# MECA California 2X SQ & SPL - August 6, 2016 - Seaside, California



## papasin (Jan 24, 2011)

As the rest of the country is heating up, what better place to hold an event than beautiful Seaside/Monterey, California. Come join us at Marina Auto Stereo for this event.

*Where:*
Marina Auto Stereo
1605 Del Monte Blvd
Seaside, CA 93955

*When:*
Saturday, August 6, 2016 - 9:30am - ?










Facebook event invite here: 
https://www.facebook.com/events/1042269072475748/

*Who's in?*


----------



## Darth SQ (Sep 17, 2010)

Who's coming?

1-Darth SQ
2-


----------



## papasin (Jan 24, 2011)

*MECA California 2X SQ &amp; SPL - August 6, 2016 - Seaside, California*

Who's coming?

1-Darth SQ
2-papasin
3-MrsPapasin
4-


----------



## cvjoint2 (Jul 8, 2016)

1-Darth SQ
2-papasin
3-MrsPapasin
4-cvjoint
5-[/QUOTE]


----------



## rton20s (Feb 14, 2011)

1-Darth SQ
2-papasin
3-MrsPapasin
4-cvjoint
5-Mr & Mrs rton20s


----------



## Lycancatt (Apr 11, 2010)

wish I could, got friends down there I'd love to visit and drag out to the event, but I've gotta be in la for the grammas eightieth..


----------



## Darth SQ (Sep 17, 2010)

rton20s said:


> 1-papasin
> 2-MrsPapasin
> 3-cvjoint
> 4-Mr & Mrs rton20s


I am out guys.
I just got hit with a huge expense which means I can't afford to go this time around.
My apologies to everyone including my wife who was very much looking forward to going to Monterey for the weekend.


----------



## rton20s (Feb 14, 2011)

Sorry to hear. Hopefully you'll be able to make it out to another event soon.


----------



## papasin (Jan 24, 2011)

Sorry to hear Bret. Take it easy and we'll be sure to hang out again soon.


----------



## Darth SQ (Sep 17, 2010)

rton20s said:


> Sorry to hear. Hopefully you'll be able to make it out to another event soon.





papasin said:


> Sorry to hear Bret. Take it easy and we'll be sure to hang out again soon.


Yeah me too.
Very disappointed but due to recent events, money just got tight.


----------



## rton20s (Feb 14, 2011)

Hotel reservation made. Thank you MECA for the discount. 

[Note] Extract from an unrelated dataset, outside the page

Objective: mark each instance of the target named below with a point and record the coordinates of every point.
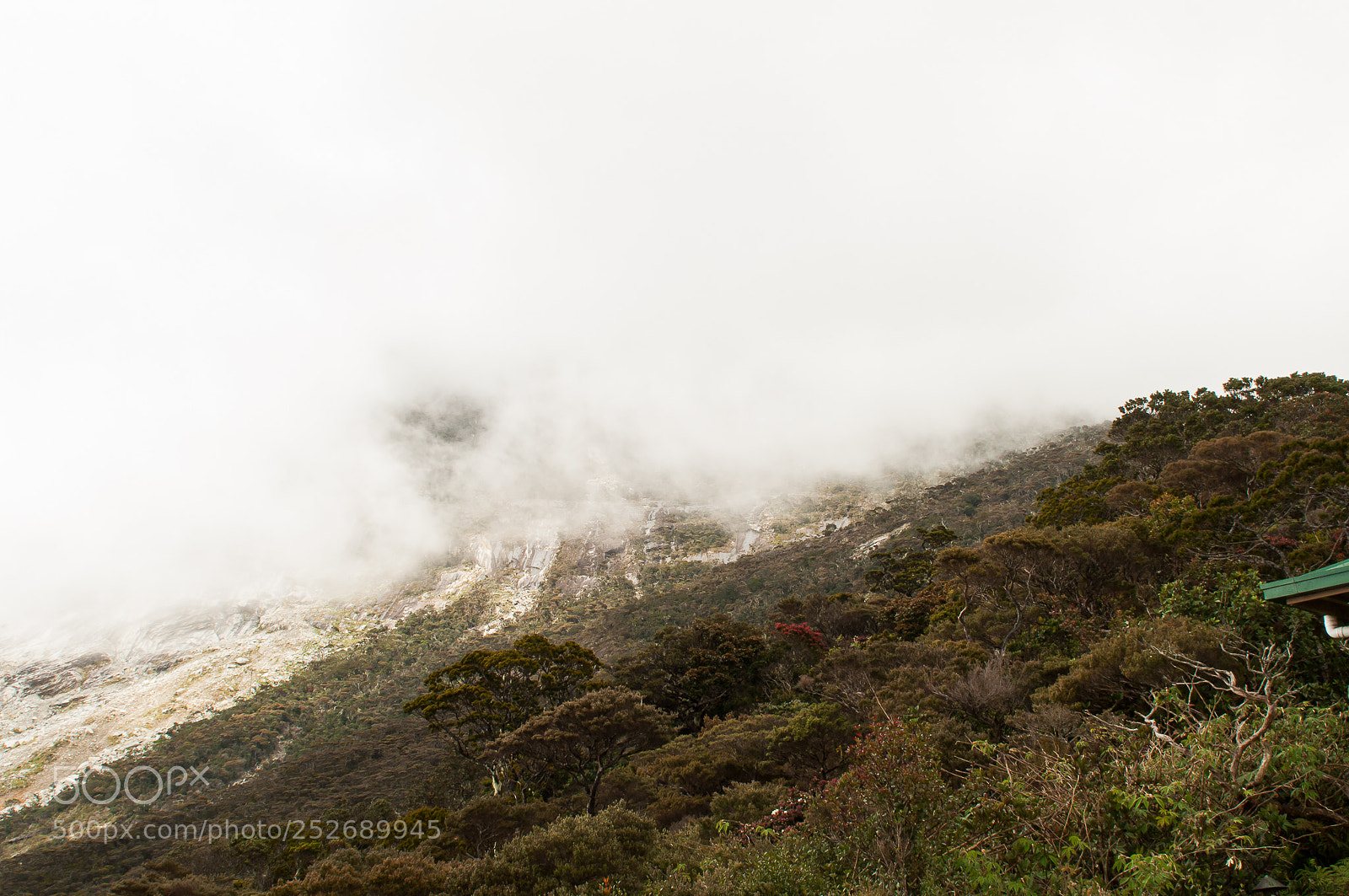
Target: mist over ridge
(648, 253)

We're also already planning out our meals.


----------



## papasin (Jan 24, 2011)

One week to go! Looking forward to a summer event with great weather.


----------



## cvjoint (Mar 10, 2006)

Still working on the car... probably won't make this one and my tires are corded.


----------



## papasin (Jan 24, 2011)

cvjoint said:


> Still working on the car... probably won't make this one and my tires are corded.



Sorry to hear but hope you can make the next one!


----------



## rton20s (Feb 14, 2011)

cvjoint said:


> Still working on the car... probably won't make this one and my tires are corded.


Bummer. I was looking forward to checking out the 'vette.


----------



## Golden Ear (Oct 14, 2012)

I think I'll be able to make this one 


Sent from my mind using telekinesis


----------



## papasin (Jan 24, 2011)

Golden Ear said:


> I think I'll be able to make this one
> 
> 
> Sent from my mind using telekinesis



In a suit and tie?


----------



## rton20s (Feb 14, 2011)

Golden Ear said:


> I think I'll be able to make this one
> 
> 
> Sent from my mind using telekinesis


I should hope so. 



papasin said:


> In a suit and tie?


----------



## papasin (Jan 24, 2011)

See everyone in the morning!


----------



## Darth SQ (Sep 17, 2010)

papasin said:


> See everyone in the morning!


Have a wonderful day everyone.


----------